日向市文化財

市指定文化財

無形民俗文化財(民俗芸能) 永田のひょっとこ踊り

所在地 / 日向市大字塩見永田地区
指定年月日 / 平成4年12月1日

 ひょっとこ踊りは、明治時代末期に永田で眼科医を開業していた橘公行が江戸の里神楽をアレンジし、広めたもので笛と太鼓、それに鉦の織り成す軽快なリズムにのって陽気に踊るまさに「日向」の名にふさわしい明るく健康的な大衆芸能である。踊りの構成は、笛・太鼓・鉦の拍子方が各1人で、踊り手もキツネとヒョットコ、それにオカメが1人づつ、他に10人ほどの若衆と最後に「箒踊り」を舞う男が1人おり、それぞれの役目に応じた面と赤着物に白帯、それに白足袋の姿で豆しぼりの手拭をかむる。またヒョットコや若衆は、ステテコを履き褌をしめ、拍子に合わせてキツネ、オカメ、ヒョットコ、若衆の順に登場して皆で円形に組み踊る。

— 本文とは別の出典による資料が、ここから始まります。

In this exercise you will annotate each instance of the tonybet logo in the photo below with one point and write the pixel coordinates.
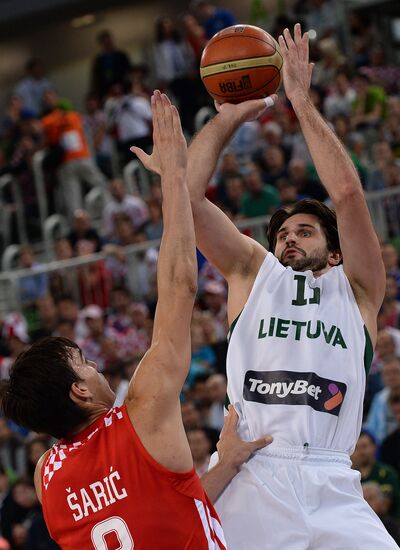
(294, 388)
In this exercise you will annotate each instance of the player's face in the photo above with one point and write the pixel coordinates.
(99, 388)
(301, 244)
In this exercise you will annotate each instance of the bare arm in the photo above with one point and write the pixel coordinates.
(216, 236)
(153, 395)
(362, 260)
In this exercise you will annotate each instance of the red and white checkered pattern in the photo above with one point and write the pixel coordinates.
(60, 451)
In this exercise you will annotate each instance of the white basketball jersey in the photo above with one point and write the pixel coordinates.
(297, 359)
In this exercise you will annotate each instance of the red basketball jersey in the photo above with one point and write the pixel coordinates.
(101, 489)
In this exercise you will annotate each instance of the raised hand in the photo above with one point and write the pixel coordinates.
(297, 69)
(169, 144)
(232, 451)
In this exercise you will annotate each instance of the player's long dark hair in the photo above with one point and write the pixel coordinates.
(326, 215)
(36, 395)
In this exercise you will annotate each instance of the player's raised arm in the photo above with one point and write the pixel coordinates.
(216, 236)
(361, 253)
(153, 396)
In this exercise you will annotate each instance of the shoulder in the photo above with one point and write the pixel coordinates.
(38, 474)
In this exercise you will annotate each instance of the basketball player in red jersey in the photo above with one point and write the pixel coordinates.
(123, 477)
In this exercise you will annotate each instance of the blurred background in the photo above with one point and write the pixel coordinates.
(81, 219)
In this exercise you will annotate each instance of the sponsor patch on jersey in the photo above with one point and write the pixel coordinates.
(294, 388)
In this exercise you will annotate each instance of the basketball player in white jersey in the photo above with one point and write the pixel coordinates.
(303, 326)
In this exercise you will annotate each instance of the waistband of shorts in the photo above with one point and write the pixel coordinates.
(306, 454)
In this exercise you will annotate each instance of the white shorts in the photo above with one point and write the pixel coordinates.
(291, 499)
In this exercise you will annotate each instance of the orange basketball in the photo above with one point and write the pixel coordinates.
(241, 62)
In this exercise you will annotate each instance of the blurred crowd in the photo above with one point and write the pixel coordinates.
(108, 306)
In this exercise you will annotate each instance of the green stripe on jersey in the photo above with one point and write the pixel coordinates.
(368, 351)
(233, 326)
(227, 400)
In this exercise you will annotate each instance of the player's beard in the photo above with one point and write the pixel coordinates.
(315, 261)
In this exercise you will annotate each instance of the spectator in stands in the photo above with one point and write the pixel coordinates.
(102, 343)
(331, 59)
(18, 511)
(110, 67)
(119, 318)
(68, 311)
(392, 306)
(273, 165)
(214, 298)
(391, 127)
(340, 98)
(305, 185)
(133, 123)
(230, 199)
(212, 18)
(153, 228)
(383, 158)
(94, 279)
(65, 329)
(122, 203)
(175, 69)
(258, 199)
(32, 286)
(200, 446)
(247, 141)
(202, 352)
(35, 448)
(380, 421)
(119, 383)
(32, 88)
(288, 194)
(96, 131)
(141, 321)
(364, 460)
(82, 230)
(15, 337)
(369, 106)
(63, 131)
(380, 73)
(48, 318)
(9, 125)
(322, 17)
(63, 281)
(375, 497)
(191, 416)
(274, 137)
(390, 449)
(216, 389)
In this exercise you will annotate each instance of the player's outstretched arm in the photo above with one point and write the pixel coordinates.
(216, 236)
(153, 395)
(361, 253)
(232, 453)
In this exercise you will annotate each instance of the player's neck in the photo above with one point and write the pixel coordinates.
(97, 412)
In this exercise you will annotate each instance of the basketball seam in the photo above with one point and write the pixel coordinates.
(251, 93)
(245, 36)
(243, 69)
(236, 59)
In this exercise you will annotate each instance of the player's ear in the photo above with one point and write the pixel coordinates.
(80, 393)
(334, 258)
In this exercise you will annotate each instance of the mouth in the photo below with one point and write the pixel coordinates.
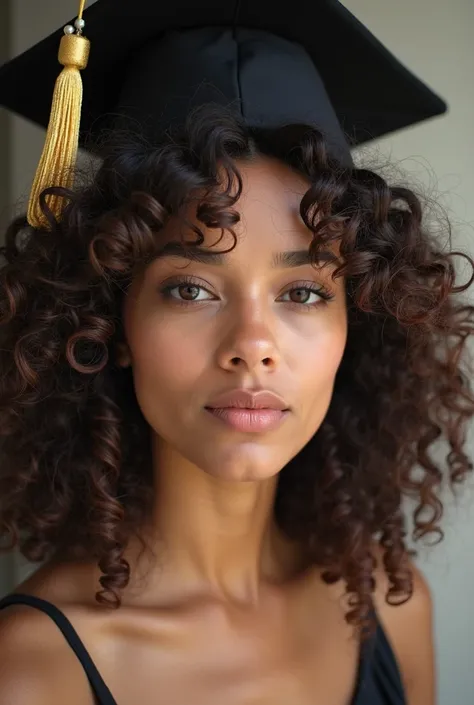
(249, 420)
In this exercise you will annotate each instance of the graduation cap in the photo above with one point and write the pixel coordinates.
(298, 61)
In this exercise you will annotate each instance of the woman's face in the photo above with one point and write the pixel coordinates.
(256, 318)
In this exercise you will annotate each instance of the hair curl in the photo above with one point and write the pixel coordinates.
(76, 462)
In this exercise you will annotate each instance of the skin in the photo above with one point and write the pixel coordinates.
(230, 612)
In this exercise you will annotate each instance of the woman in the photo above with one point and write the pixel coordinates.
(224, 367)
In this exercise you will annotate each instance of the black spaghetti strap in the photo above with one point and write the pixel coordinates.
(101, 691)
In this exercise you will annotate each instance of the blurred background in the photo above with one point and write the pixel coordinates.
(434, 39)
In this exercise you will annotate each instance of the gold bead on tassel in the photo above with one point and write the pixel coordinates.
(58, 161)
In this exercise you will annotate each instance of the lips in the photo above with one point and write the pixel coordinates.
(249, 412)
(245, 399)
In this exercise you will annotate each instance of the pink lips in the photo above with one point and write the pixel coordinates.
(250, 412)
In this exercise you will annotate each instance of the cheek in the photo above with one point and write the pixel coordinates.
(318, 362)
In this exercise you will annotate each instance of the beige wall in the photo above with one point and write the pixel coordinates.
(434, 38)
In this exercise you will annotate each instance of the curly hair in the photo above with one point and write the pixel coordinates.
(76, 460)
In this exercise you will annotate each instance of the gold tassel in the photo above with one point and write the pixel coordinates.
(58, 160)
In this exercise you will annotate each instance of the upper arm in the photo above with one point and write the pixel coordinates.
(36, 668)
(409, 628)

箒踊りは、一連の踊りが仕舞えた後に箒を持って登場し、その場を掃き清める役割を担っている。
 もっとも一般に知られるひょっとこ踊りは、こっけいな芸態だけが強調され、その結果、本来の姿からかけ離れた踊りが市はもとより県内外にも波及して、各地に「連」と呼ばれる愛好家のグループができているが、永田のものは初午の縁日に区の稲荷神社に奉納することを目的にしているもので、正統な里神楽の系列に属する民俗芸能であり、橘氏が持ち込んだ本来の踊りを永く保存するため文化財の指定が行われたものである。